The Virginian-Pilot
                             THE VIRGINIAN-PILOT 
              Copyright (c) 1995, Landmark Communications, Inc.

DATE: Monday, April 3, 1995                  TAG: 9504030069
SECTION: FRONT                    PAGE: A1   EDITION: FINAL 
SOURCE: BY JACK DORSEY, STAFF WRITER 
DATELINE: HAVELOCK, N.C.                     LENGTH: Long  :  125 lines

IT'S A HORNET BATTLE: CHERRY POINT, N.C., IS LOBBYING HARD TO RECLAIM THE F/A-18S, WHICH ARE SCHEDULED TO BE MOVED FROM FLORIDA TO OCEANA

Glued to a gray two-story office building on U.S. Route 70 in the heart of Marine Corps aviation country is a sign that grabs a passing motorist's attention:

``Allies in Defense of Cherry Point,'' it reads.

The three-foot-tall red letters on white background cover the building's entire facade.

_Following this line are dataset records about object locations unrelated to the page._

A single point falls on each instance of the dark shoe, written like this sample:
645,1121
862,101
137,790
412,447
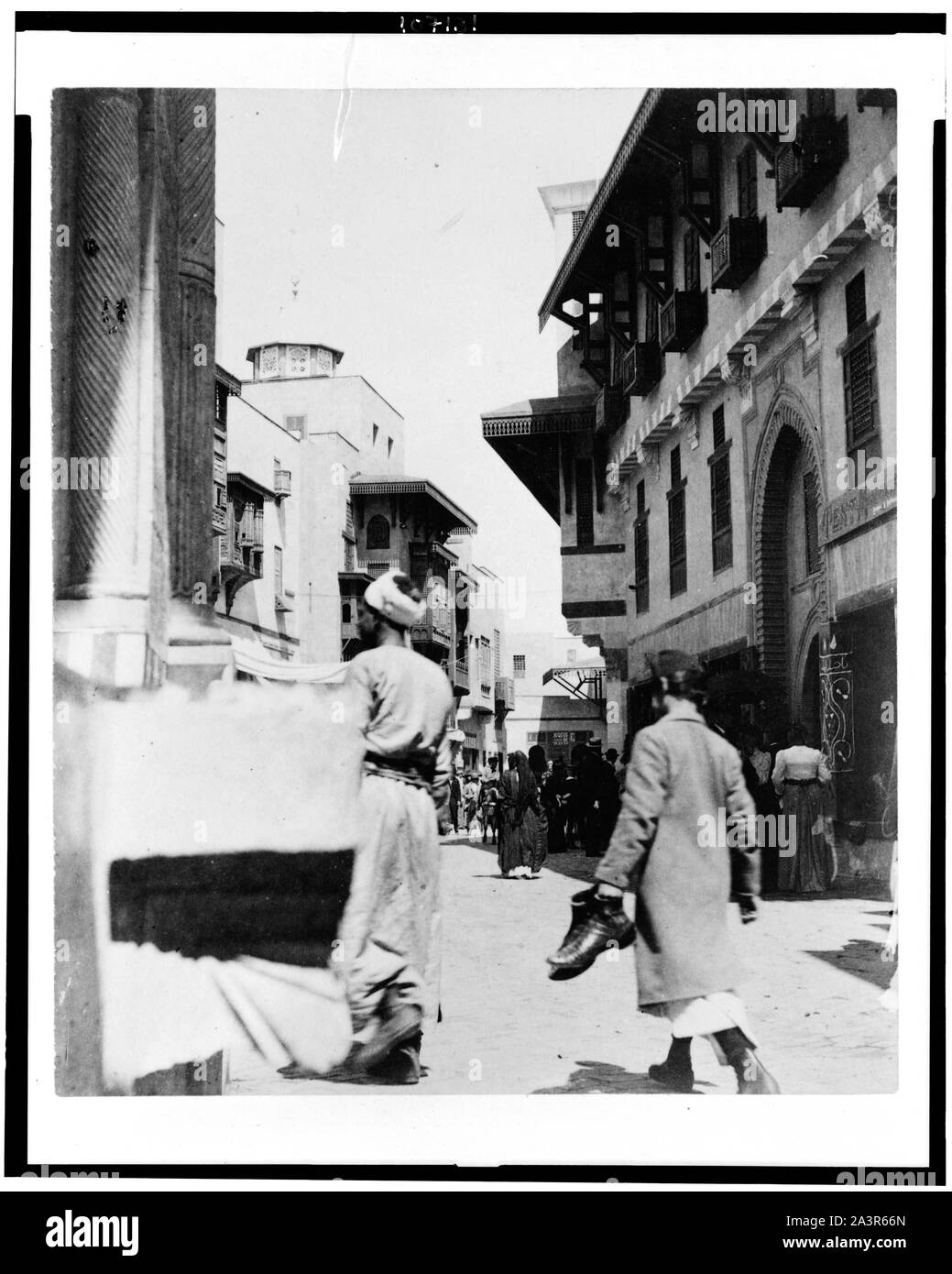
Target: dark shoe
753,1077
606,927
294,1071
400,1065
672,1077
398,1023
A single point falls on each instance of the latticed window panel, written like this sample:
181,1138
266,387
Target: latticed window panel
677,544
641,567
584,507
811,522
861,407
855,302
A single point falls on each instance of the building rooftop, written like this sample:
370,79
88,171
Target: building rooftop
607,188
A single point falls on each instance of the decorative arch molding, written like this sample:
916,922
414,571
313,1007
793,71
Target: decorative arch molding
788,430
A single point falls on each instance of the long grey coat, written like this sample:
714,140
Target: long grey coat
680,774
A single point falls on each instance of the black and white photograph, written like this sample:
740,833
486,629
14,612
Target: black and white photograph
472,613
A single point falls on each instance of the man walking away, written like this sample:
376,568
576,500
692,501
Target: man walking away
681,776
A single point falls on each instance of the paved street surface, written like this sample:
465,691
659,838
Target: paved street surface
814,995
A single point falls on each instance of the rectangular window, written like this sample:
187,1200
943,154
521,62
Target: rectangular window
584,509
747,182
855,293
692,261
860,394
821,101
811,522
720,512
641,590
677,544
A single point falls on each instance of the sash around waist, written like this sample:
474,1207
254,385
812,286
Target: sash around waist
418,771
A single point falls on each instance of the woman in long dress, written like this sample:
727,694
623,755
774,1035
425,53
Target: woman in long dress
807,862
518,814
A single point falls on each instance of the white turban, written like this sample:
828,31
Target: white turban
385,597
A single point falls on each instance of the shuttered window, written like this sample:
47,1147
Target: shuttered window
747,182
721,534
692,261
278,572
855,302
641,591
677,544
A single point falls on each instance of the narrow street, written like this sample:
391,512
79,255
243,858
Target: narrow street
815,980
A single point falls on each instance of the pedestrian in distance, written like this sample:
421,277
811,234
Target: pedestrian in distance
537,763
518,819
470,800
680,776
799,774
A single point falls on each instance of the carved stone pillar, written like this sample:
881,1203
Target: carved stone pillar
104,622
106,555
198,650
837,702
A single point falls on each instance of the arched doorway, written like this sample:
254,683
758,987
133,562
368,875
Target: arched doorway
789,562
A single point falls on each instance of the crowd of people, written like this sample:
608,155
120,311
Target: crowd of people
390,935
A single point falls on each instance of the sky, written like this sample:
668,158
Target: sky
423,251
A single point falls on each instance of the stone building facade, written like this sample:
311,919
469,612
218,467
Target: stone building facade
726,483
133,369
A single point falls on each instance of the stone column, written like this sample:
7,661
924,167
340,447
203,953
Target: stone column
198,650
837,702
102,611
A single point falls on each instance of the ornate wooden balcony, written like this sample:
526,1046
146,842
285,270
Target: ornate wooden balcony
737,250
609,409
641,368
681,320
505,695
882,97
803,167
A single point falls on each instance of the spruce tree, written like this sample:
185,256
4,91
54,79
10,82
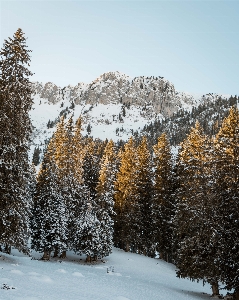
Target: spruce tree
15,104
142,217
197,248
163,198
226,191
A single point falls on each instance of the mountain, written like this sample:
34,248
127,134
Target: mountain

They face the southwest runway at Cherry Point Marine Corps Air Station, giving air crews that take off a glimpse of the community's fight to keep the base growing.

In a rented office sits retired Marine Col. Dave Jones, hired March 22 to be Havelock's point man for all discussions regarding the prize in a cross-border community rivalry with Virginia Beach.

The prize is 160 Navy F/A-18 Hornets that in 1993 had been ordered to Cherry Point when the Pentagon closed their home base at Cecil Field, Fla.

Now the Pentagon wants to move those jets, instead, to Oceana Naval Air Station in Virginia Beach, taking not only the fighters but 5,000 personnel, 12,000 dependents and a $150 million payroll.

The tug of war is on.

Jones, in his $1,500-a-week job only a few days, offered a warm greeting to an unannounced visitor from Hampton Roads inquiring about the community's efforts. But the reception became cool when the visitor said he is a reporter from the Oceana area.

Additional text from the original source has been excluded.